89 out of 414 (21%) patients in the IPF cohort and 25 out of 98 (26%) patients in the FHP cohort had progressive radiological PPFE as determined by Δ-PPFE >1.25%/year (figure 3). Demographic data, baseline pulmonary function tests, and mean visual ILD extent and computerised PPFE scores for non-progressive PPFE patients without clinically important PPFE at baseline, non-progressive PPFE patients with clinically important PPFE at baseline, and progressive PPFE patients are shown in supplementary tables S15 and S16.

FIGURE 3
FIGURE 3

Visual characteristics of progressive pleuroparenchymal fibroelastosis (PPFE). Baseline (left column) and follow-up (right column) computed tomography (CT) scans in patients diagnosed with idiopathic pulmonary fibrosis by multidisciplinary team. The top two rows show axial CT images of the upper zones taken 13 months apart in a 73-year-old male with normal baseline forced vital capacity (FVC) (83%) and diffusion capacity of the lung for carbon monoxide (DLCO) (74%). Arrows (top row) show areas of PPFE increasing in extent on the second CT, also highlighted by image overlays of PPFE regions (second row). The bottom two rows show axial CT images taken 9 months apart in a 54-year-old male with abnormal baseline FVC (46%) and DLCO (35%). Arrows (third row) show more extensive PPFE proliferating dramatically on the second CT, again highlighted on image overlays of PPFE regions (bottom row).

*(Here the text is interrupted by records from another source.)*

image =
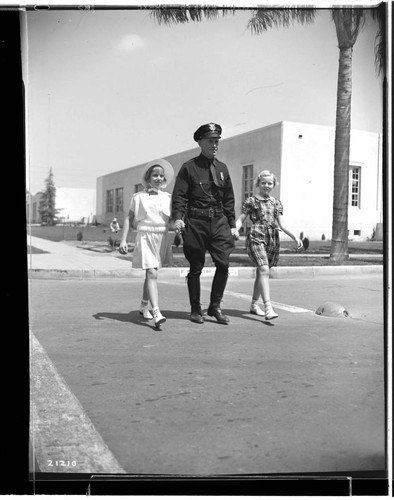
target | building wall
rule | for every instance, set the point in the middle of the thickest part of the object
(302, 158)
(75, 205)
(308, 180)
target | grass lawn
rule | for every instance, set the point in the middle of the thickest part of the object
(102, 233)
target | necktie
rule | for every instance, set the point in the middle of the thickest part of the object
(213, 172)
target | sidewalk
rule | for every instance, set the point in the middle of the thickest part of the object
(66, 261)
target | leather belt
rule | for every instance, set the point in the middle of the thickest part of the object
(205, 212)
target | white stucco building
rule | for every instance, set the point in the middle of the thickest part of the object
(74, 205)
(301, 156)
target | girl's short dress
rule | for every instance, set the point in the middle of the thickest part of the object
(152, 212)
(262, 242)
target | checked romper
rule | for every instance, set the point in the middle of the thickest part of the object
(262, 242)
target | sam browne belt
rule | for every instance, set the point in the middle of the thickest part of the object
(205, 212)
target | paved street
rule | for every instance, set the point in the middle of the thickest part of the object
(111, 393)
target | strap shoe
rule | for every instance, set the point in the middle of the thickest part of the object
(158, 317)
(196, 315)
(216, 312)
(256, 309)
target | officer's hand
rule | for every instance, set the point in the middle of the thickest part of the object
(235, 233)
(123, 247)
(179, 225)
(299, 243)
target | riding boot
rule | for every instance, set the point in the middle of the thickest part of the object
(193, 285)
(217, 292)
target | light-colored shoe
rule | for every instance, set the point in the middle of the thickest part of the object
(158, 317)
(256, 309)
(144, 311)
(270, 313)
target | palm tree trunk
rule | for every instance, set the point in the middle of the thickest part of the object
(339, 241)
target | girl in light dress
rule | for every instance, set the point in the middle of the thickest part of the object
(262, 242)
(150, 212)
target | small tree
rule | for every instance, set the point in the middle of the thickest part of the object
(47, 210)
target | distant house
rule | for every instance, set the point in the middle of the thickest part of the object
(301, 156)
(74, 205)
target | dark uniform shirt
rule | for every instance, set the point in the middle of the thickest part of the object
(195, 188)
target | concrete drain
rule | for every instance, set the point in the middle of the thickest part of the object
(332, 309)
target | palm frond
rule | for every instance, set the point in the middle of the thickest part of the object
(379, 15)
(178, 15)
(264, 19)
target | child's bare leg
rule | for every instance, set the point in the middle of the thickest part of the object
(151, 286)
(145, 291)
(151, 278)
(144, 307)
(263, 274)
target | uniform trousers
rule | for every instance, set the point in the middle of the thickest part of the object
(212, 234)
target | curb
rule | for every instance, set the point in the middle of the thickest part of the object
(181, 272)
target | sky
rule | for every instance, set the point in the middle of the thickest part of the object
(109, 89)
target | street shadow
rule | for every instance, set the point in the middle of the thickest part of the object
(134, 317)
(236, 313)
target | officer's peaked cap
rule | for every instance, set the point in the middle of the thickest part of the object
(208, 130)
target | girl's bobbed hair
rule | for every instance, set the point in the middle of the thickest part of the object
(266, 173)
(148, 173)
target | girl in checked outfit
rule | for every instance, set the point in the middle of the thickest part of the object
(262, 242)
(150, 211)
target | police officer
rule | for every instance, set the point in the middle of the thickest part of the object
(203, 209)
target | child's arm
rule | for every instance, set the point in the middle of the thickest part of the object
(287, 231)
(240, 221)
(123, 247)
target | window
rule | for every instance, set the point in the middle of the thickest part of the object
(110, 200)
(119, 200)
(355, 186)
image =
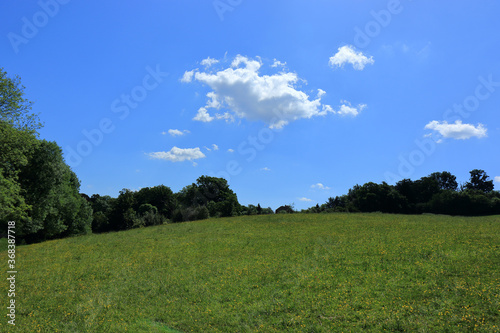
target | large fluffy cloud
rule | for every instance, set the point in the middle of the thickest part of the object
(347, 54)
(241, 91)
(178, 154)
(458, 130)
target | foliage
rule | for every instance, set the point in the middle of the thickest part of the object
(479, 181)
(276, 273)
(437, 193)
(286, 209)
(14, 108)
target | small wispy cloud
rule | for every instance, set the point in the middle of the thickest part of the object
(178, 154)
(457, 130)
(347, 55)
(320, 186)
(176, 132)
(209, 62)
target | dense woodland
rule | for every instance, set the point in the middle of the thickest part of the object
(41, 193)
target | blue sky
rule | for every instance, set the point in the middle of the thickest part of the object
(291, 101)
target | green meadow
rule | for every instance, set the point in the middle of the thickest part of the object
(274, 273)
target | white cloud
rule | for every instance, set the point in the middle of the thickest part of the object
(176, 132)
(320, 186)
(278, 63)
(457, 131)
(244, 93)
(347, 54)
(178, 154)
(346, 109)
(209, 62)
(203, 116)
(188, 76)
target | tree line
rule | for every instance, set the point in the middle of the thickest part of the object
(438, 193)
(208, 197)
(40, 192)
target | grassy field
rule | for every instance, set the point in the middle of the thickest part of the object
(281, 273)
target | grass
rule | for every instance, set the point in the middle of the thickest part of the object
(281, 273)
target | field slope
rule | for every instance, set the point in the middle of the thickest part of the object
(281, 273)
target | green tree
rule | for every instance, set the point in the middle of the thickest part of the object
(14, 108)
(479, 181)
(160, 196)
(52, 189)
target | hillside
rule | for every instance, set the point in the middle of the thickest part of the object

Definitive PPFE change above scan noise (Δ-PPFE-adj) was independently associated with mortality in multivariable Cox regression models in the IPF cohort (HR 1.25, 95% CI 1.16–1.34, p<0.0001) and the FHP cohort (HR 1.16, 95% CI 1.00–1.35, p=0.045) (table 2) regardless of the degree of ILD progression or the presence of clinically important PPFE at baseline. Results were maintained in non-imputed models and in models not adjusted for baseline presence of clinically important PPFE (supplementary tables S17 and S18). Sensitivity analyses investigating noise threshold values in the range 0.5%/year to 1.5%/year showed maintained results (supplementary table S19). Kaplan–Meier analyses reflected the poor survival in patients with progressive PPFE (figure 4).

View this table:
TABLE 2

Association of Δ-PPFE-adj with mortality in multivariable Cox regression models in the IPF cohort and in the FHP cohort

FIGURE 4
FIGURE 4

The impact of progressive PPFE and clinically important PPFE at baseline on survival in IPF and FHP patients. Kaplan–Meier survival curves for: 1) patients without clinically important PPFE at baseline and without progressive PPFE (“Δ-PPFE ≤1.25%, BL ≤2.5%”); 2) patients with clinically important PPFE at baseline and without progressive PPFE (“Δ-PPFE ≤1.25%, BL >2.5%”); and 3) patients with progressive PPFE (“Δ-PPFE >1.25%”) in a) the IPF cohort and b) the FHP cohort. Progressive PPFE was defined as patients with Δ-PPFE >1.25%/year change in pleural surface area. Clinically important PPFE at baseline was defined as PPFE baseline extent >2.5%. Survival curves were truncated at 5 years. Data below each plot show number of patients at risk at 1-year intervals. p-values are based on a log-rank test of differences in the survival curves of each plot. IPF: idiopathic pulmonary fibrosis; FHP: fibrotic hypersensitivity pneumonitis; PPFE: pleuroparenchymal fibroelastosis; Δ-PPFE: annualised change in computerised upper-zone PPFE between scans; BL: baseline.

Discussion

In our study of computerised quantitation of radiological PPFE change we demonstrate that in patients with IPF and FHP, worsening computerised PPFE independently associates with increased patient mortality with similar effect sizes seen in two separate patient populations. Limited associations were seen between PPFE worsening and measures used to estimate disease progression in IPF and FHP (radiological ILD progression and FVC decline) suggesting that PPFE progression occurs independently of established fibrotic pathways. When evaluating morphologically important PPFE change, over 20% of patients in the IPF and FHP cohorts demonstrated progressive PPFE.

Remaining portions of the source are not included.